Or, why let a few incompetencies get in the way of the end of summer.
My 12-year-old is increasingly the owner of her own story, aware of having a place in the world, conscious that sharing ourselves has a power and effect in the real world. It feels strange to police myself, but also I guess cosmically right. Knowing that my children are their own beings is one thing, but feeling it is a little crazy. Isn’t it too soon?
Anyway her recent foibles have me thinking about my own embarrassing tweens. In perhaps the 5th grade I had a brief but intense crush on a girl down the street, a friend’s older sister. Another kid was over and I enlisted him to help me with a love note which included a multiple choice form: do you A) love me? B) like me? C) not sure? Clearly early on I was interested in written communication and user input. Though for all the precision of my survey it’s hard to understand why I didn’t see its absolute certainty to fail.
Of course on paper only my co-writer, the recipient Mary Anne, and anyone else she showed the paper to ever knew about this, and the chances the note survives are, I hope, tiny. Now kids have emails or texts, with their lower bar to delivery and vast multiplier effects. Let’s just say I have the sense they’re no more clever than I was at their age about the human heart. Also, there’s a great digital citizenship and safety contract from KidPower which you can adapt should you be negotiating any of these waters. When all else fails, I turn to the directions. I love KidPower because they are thorough but focused on the positive benefits of safety, not the scary stuff. (As they say, nobody would attend “Drowning Prevention” class, you focus on the goal of swimming, not the risk.)
With my other child, I can report that driving carpool for baseball camp, while I understood a high percentage of the words being used, my helpfulness to their interests this week ends with chauffeur.

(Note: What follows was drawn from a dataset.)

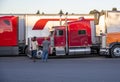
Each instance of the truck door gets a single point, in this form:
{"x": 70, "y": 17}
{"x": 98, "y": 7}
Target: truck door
{"x": 60, "y": 38}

What’s funny is that my kid thinks he can play any sport he’s watched 5 minutes of. I mean he probably can, but watching the As doesn’t quite make you an expert player. Last summer he broke a bone and missed the Future Stars Baseball camp. So for all his excitement I was a little worried that actual playing of the game might not go so well. But he’s still at an age where his self-assurance that he’s already a great ballplayer glides into doing just fine playing. And picking up the lingo.
In the backseat, the boys are chatty: “Babe Ruth is the most valuable baseball card there is, by far.” “Not all the players on the Lakers are good.” I know all these words and understand roughly to what they refer, but cannot offer a thought or opinion. I mean I guess I could Google baseball card prices, but really, it’s nothing I’m going to add value to. The best I could do would be, “They’re kidding with that logo, right?”
I know to praise the grand slams (they got 10, or maybe 3, my son reported). And the slides into home. Both are good! I mean I did see a few movies about this sport. But actually, a few weeks from starting the third grade, they’re perfectly happy having these conversations on their own. Driving’s the one thing they can’t do themselves, yet.
So today I’m trying to stick to what I do know. Backpacks ready! Socks, undies, clothes on! Breakfast! Please?! Sunscreen! …and then off into the world.
Just a bit more of the lazy, all-over-the-place pace and feel of summer. I’m trying to enjoy it, and appreciate those who are experts at the rest of it.